Since the moment of momentum is the velocity into the perpendicular upon its direction, in the time $dt$ it is:—

$vpdt=hdt=r^{2}d\theta$

The whole moment of momentum from perihelion to perihelion is therefore:—

${\begin{aligned}\int _{0}^{360^{\circ }}r^{2}d\theta =\,&{\frac {a^{2}\cdot (1-e^{2})^{2}}{1-e^{2}}}\\&{\underset {0}{\overset {360^{\circ }}{{\Biggl [}\;}}}{\frac {-e\sin \theta }{1+e\cos \theta }}+{\frac {2}{(1-e^{2})^{\frac {1}{2}}}}\tan ^{-1}\left({\sqrt {\frac {1-e}{1+e}}}\cdot \tan {\frac {\theta }{2}}\right){\Biggr ]}\end{aligned}}$
$=2\pi a^{2}\cdot (1-e^{2})^{\frac {1}{2}}$,

which is twice the area of the ellipse.

The energy in the ellipse during an interval $dt$ is

${\frac {1}{2}}mv^{2}dt={\frac {1}{2}}m\mu \left({\frac {2}{r}}-{\frac {1}{a}}\right)dt$

from the well-known equation for the velocity in a focal conic.

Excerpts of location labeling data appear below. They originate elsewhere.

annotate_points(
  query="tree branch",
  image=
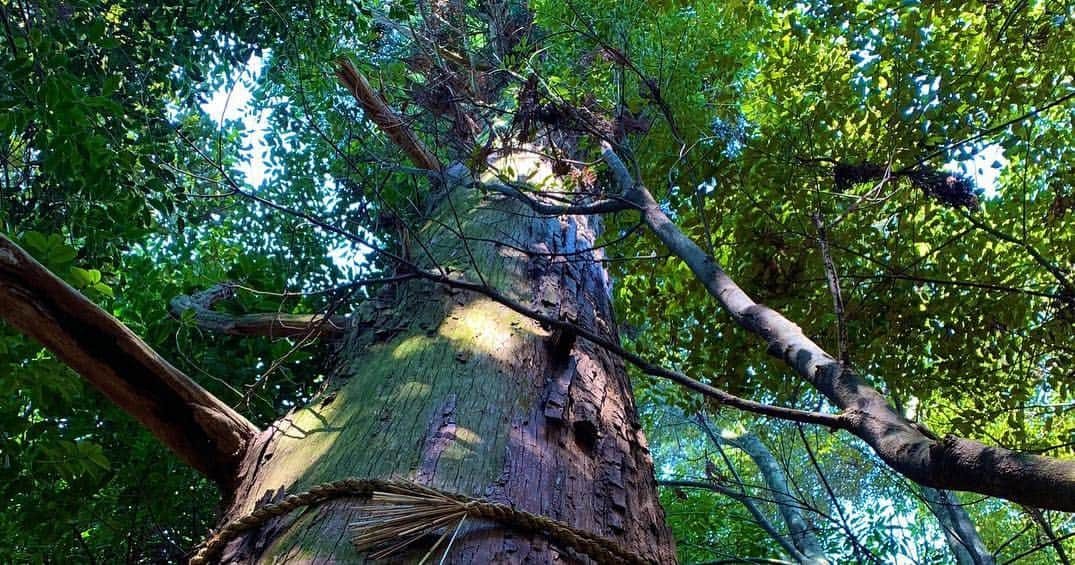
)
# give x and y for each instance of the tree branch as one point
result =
(201, 430)
(269, 324)
(951, 463)
(384, 116)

The integral of this for the whole ellipse is

$\int _{0}^{T}{\frac {1}{2}}mv^{2}dt=\int _{0}^{360^{\circ }}{\frac {1}{2}}{\frac {m\mu }{h}}\left(2r-{\frac {r^{2}}{a}}\right)d\theta =m\mu ^{\frac {1}{2}}\pi a^{\frac {1}{2}}$

Since

$\int rd\theta =\int {\frac {a\cdot 1-e^{2}}{1+e\cos \theta }}d\theta ={\frac {2a\cdot 1-e^{2}}{(1-e^{2})^{\frac {1}{2}}}}\tan ^{-1}\left({\sqrt {\frac {1+e}{1-e}}}\tan {\frac {\theta }{2}}\right)$

and $\int r^{2}d\theta$ is given above.

By collision a part of this energy is lost, being converted into heat. The major axis, a, is, therefore, shortened. But from the expression $\scriptstyle {2\pi a^{2}\cdot (1-e^{2})^{\frac {1}{2}}}$ for the moment of momentum we see that this is greatest when *e* is least. If, therefore, *a* is diminished, *e* must also be diminished, or the moment of momentum would be lessened, which is impossible.